Tree Spinach

Tree Spinach

Earlier in the year a friend of mine gave me a bunch of tree spinach seeds, something that I’ve since discovered they will never have to do again. Although this plant isn’t invasive, it will self-seed like virtually nothing else. Anyway, I germinated the seeds and popped them into the allotment when they were about 6 inches tall. Look at them now, spinach, on a tree!
We used some of the younger leaves in a salad with a bunch of sorrel that is growing there too but to be honest it’s a little tough unless you use the very smallest leaves.  It can, however, be used as a replacement for spinach hence the name and it retains the wonderful purple midrib at the base of the leaf. So if you have trouble growing spinach or you just want something a little different, try growing some of these. 
We’ve been making it into spinach a ricotta lasagne as a really easy quick supper. If you can be bothered, for really the best lasagne sheets you can get try something like this recipe. Never buy a tomato pasta sauce either, this is the easiest thing to make and you can vary it by ingredients by what you have available. As long as you have an onion, garlic, some fresh tomatoes or a tin of them and some olives you’re fine. Then add basil, oregano, rosemary, capers (these make it really nice) or chorizo as you choose. Whiz it all up in a blender to get the freshest and cheapest sauce for pasta, pizza or to put on the lasagne that you’ll make from all the tree spinach that you’ll be harvesting.
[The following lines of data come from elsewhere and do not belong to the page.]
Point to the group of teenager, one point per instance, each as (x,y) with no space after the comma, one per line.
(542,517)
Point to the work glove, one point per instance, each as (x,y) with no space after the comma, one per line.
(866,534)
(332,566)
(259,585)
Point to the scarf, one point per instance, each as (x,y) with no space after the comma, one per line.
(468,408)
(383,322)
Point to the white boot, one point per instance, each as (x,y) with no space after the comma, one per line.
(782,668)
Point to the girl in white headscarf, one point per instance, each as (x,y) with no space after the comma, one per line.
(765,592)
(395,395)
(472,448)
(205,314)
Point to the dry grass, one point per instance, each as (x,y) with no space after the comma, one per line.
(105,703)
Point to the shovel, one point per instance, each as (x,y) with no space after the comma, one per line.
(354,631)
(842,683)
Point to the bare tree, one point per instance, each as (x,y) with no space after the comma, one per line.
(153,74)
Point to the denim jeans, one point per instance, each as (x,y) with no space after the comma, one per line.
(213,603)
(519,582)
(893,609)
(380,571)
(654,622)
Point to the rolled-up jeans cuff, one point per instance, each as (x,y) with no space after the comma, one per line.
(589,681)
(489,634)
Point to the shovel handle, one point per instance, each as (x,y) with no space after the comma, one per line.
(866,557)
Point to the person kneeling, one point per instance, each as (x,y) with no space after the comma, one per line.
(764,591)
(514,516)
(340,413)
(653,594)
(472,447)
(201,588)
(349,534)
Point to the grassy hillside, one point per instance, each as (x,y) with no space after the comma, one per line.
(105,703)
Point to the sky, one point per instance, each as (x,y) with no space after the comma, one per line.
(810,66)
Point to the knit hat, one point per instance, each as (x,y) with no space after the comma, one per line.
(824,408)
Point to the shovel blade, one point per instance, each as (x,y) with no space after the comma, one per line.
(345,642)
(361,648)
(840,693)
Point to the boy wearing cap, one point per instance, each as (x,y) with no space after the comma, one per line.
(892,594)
3 Replies to “Tree Spinach”

  1. This is interesting, I haven't heard of a spinach tree before. Where did you purchase the seeds? Do these taste the same as the typical spinach leaves? I assume these are annual trees?

  2. I missed this comment, I'm very sorry. Yes it's an annual that I grew from seed that a friend gave me, but as I said it's a fairly prolific seeder. I can't remember the taste as we never go round to harvesting any, partly because it looked so nice and because it's a bit of a pain to get enough off it. I've loads growing again this year so I'll endeavour to find out for you.

  3. Harvesting much I should have said, it looks like we did, but I still forget the taste.